Post-COVID: pour une mobilité supportant les droits des personnes handicapées visuelles

POINT DE VUE / À l’occasion de la Semaine de la canne blanche qui se déroulait jusqu’au 11 février, nous, personnes handicapées visuelles, désirons partager notre réflexion sur les nouvelles manières de concevoir l’espace publique. La COVID a permis des avancées en accélérant le partage des rues et des trottoirs, un urbanisme dit tactique ou participatif.


Or, une partie de ces innovations pose des défis voire des dangers pour nos déplacements sécuritaires.

La conception et l’utilisation de ces espaces s’appuient sur une règle simple: la rue, la place et le trottoir sont modifiés pour une mobilité douce où tout se négocie par le regard entre les personnes y circulant à pied, en voiture comme à vélo ou en quadriporteur. 

Cette règle du partage harmonieux nécessite que la personne la plus vulnérable ait la priorité, ce que les autres respecteront d’un coup d’œil. Cela permet des rues piétonnes où les personnes utilisant vélos, trottinettes et autres nouvelles mobilités électriques non réglementées descendront de leurs engins et deviendront piétonnes. Cela autorise les personnes dans la rue partagée avec des véhicules routiers et des vélos qui cèdent le passage, des pistes cyclables sur les trottoirs comme dans les places publiques.

Pour nous, personnes handicapées visuelles, il est facile de comprendre que la règle du regard est peu utile et anxiogène. Nous déplacer prend une concentration importante, une charge mentale explosant avec des règles suivies au bon jugement de chacune et de chacun. En échangeant avec des personnes vivant avec d’autres limitations, nous constatons que ces environnements les handicapent aussi. Avec une motricité restreinte, comment rapidement se retourner, s’écarter de la trajectoire d’un véhicule ou sauter sur le trottoir. 

Avec des difficultés auditives, le bruit des pneus comme d’une sonnette voire un cri ne permettent pas toujours de voir venir les autres qui pensent que vous les entendez.
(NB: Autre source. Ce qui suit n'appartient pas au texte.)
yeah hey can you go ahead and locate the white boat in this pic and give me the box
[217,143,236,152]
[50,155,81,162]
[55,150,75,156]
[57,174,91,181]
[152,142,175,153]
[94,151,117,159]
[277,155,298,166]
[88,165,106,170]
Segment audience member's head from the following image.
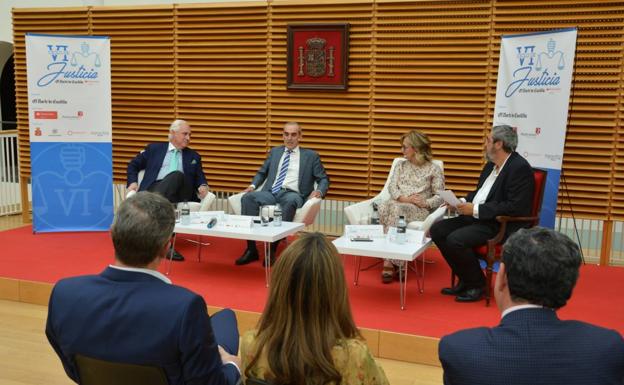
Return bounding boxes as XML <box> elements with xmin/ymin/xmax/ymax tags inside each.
<box><xmin>168</xmin><ymin>119</ymin><xmax>191</xmax><ymax>149</ymax></box>
<box><xmin>111</xmin><ymin>191</ymin><xmax>175</xmax><ymax>267</ymax></box>
<box><xmin>245</xmin><ymin>232</ymin><xmax>360</xmax><ymax>384</ymax></box>
<box><xmin>401</xmin><ymin>129</ymin><xmax>433</xmax><ymax>163</ymax></box>
<box><xmin>498</xmin><ymin>227</ymin><xmax>582</xmax><ymax>310</ymax></box>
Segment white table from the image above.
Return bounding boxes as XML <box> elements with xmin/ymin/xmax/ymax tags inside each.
<box><xmin>332</xmin><ymin>236</ymin><xmax>431</xmax><ymax>309</ymax></box>
<box><xmin>172</xmin><ymin>215</ymin><xmax>305</xmax><ymax>286</ymax></box>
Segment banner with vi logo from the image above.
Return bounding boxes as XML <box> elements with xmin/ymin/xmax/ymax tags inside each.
<box><xmin>494</xmin><ymin>28</ymin><xmax>577</xmax><ymax>228</ymax></box>
<box><xmin>26</xmin><ymin>34</ymin><xmax>112</xmax><ymax>232</ymax></box>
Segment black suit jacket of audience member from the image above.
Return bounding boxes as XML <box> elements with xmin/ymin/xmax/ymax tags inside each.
<box><xmin>465</xmin><ymin>151</ymin><xmax>534</xmax><ymax>237</ymax></box>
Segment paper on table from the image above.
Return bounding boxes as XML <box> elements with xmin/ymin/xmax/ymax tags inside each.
<box><xmin>439</xmin><ymin>190</ymin><xmax>461</xmax><ymax>208</ymax></box>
Les enfants allant à l’école autrement qu’en voiture, les personnes fatiguées par une maladie, une médication ou un traitement, celles rentrant après un repas arrosé ou absorbées par l’écran de leur téléphone intelligent risquent-elles de moins bénéficier de cette confiance aveugle dans la compréhension naturelle de la règle du regard?
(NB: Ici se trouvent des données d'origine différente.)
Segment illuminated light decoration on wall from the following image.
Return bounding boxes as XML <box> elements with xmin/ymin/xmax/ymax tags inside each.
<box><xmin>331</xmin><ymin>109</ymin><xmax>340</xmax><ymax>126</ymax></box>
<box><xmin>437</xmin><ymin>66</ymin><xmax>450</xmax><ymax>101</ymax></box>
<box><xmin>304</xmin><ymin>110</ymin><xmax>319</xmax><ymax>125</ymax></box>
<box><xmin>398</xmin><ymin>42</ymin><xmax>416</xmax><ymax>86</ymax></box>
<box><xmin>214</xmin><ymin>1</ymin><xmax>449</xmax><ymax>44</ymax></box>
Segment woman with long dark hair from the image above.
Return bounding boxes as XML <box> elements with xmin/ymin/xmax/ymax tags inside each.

Des solutions existent, d’autres se développent, nous y travaillons depuis de nombreuses années avec des partenaires locaux, la Ville de Québec, le RTC et le CIUSSS de la Capitale-Nationale notamment. 
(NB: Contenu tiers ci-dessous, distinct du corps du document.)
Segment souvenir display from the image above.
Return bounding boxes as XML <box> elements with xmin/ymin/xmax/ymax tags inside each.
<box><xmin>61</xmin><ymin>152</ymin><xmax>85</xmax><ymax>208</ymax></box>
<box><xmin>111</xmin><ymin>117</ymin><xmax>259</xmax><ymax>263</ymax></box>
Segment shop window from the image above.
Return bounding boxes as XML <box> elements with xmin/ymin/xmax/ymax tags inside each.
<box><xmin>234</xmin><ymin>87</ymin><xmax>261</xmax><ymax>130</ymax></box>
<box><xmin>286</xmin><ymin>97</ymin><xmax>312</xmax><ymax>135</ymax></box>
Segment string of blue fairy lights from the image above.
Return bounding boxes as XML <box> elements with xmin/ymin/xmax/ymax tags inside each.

Pour nous, les feux sonores pour gérer nos traversées en sécurité, les dalles podotactiles nous annonçant la transition vers la route, voire des lignes de guidage, complètent des environnements conçus en pensant à notre orientation, façades de bâtiments libres de poteaux et de terrasses, plantation enlignée sur la traversée, éclairage adéquat, etc. Cela prend néanmoins plus. Cela demande la collaboration de tous et chacun, la conscience que sans avoir besoin d’attendre un accident, plusieurs personnes ne circuleront peu ou pas dans ces espaces faute de percevoir qu’elles y sont en sécurité. Cela implique que dans la demande, la conception et l’utilisation de ces aménagements, chacune et chacun se demandent comment y vivre ensemble et nous demande à nous personnes handicapées visuelles notre vécu et notre expertise. Dans une volonté d’efficacité comme par solidarité, notre regroupement croit que cette écoute doit être aussi là pour les autres personnes désirant ne pas être handicapées par l’évolution des environnements piétonniers.

Les règles existent mieux quand nous les appliquons nous-mêmes, cela reste cependant plus exigeant que penser les imposer aux autres. Dans l’évolution de la mobilité, c’est donc le souci des autres, la bienveillance, qui sera la garante de nos droits comme de celui d’autrui.